(I) A 0.20-F capacitor is desired. What area must the plates have if they are to be separated by a 3.2-mm air gap?

The capacitance of a capacitor relies on the area of the plates and separation distance. If the separation distance increases, the capacitance will reduce.

The relation to find capacitance is given by,

\(C = \frac{{{\varepsilon _0}A}}{d}\) … (i)

Here,\({\varepsilon _0}\)is the permittivity of free space, A is the area of the plates and d is the separation of plates.

The separation distance is,\(d = 3.2\;{\rm{mm}}\).

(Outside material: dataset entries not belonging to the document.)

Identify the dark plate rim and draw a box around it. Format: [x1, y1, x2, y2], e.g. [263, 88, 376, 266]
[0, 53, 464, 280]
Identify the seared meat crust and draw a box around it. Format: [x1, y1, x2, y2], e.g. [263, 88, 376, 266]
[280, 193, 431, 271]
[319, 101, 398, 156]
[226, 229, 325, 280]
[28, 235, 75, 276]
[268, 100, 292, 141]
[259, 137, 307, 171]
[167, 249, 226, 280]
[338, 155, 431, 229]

The capacitance is, \(C = 0.20\;{\rm{F}}\).

From equation (i), the area of the plates is given by,

\(A = \frac{{Cd}}{{{\varepsilon _0}}}\)

Substitute the values in the above expression.

\(\begin{aligned}A &= \frac{{0.20\;{\rm{F}} \times \left( {3.2\;{\rm{mm}} \times \frac{{{{10}^{ - 3}}\;{\rm{m}}}}{{1\;{\rm{mm}}}}} \right)}}{{8.85 \times {{10}^{ - 12}}\;{{\rm{C}}^{\rm{2}}}{\rm{/N}} \cdot {{\rm{m}}^{\rm{2}}}}}\\A &= 7.23 \times {10^7}\;{{\rm{m}}^2}\end{aligned}\)

Thus, the area of the plates is \(7.23 \times {10^7}\;{{\rm{m}}^2}\).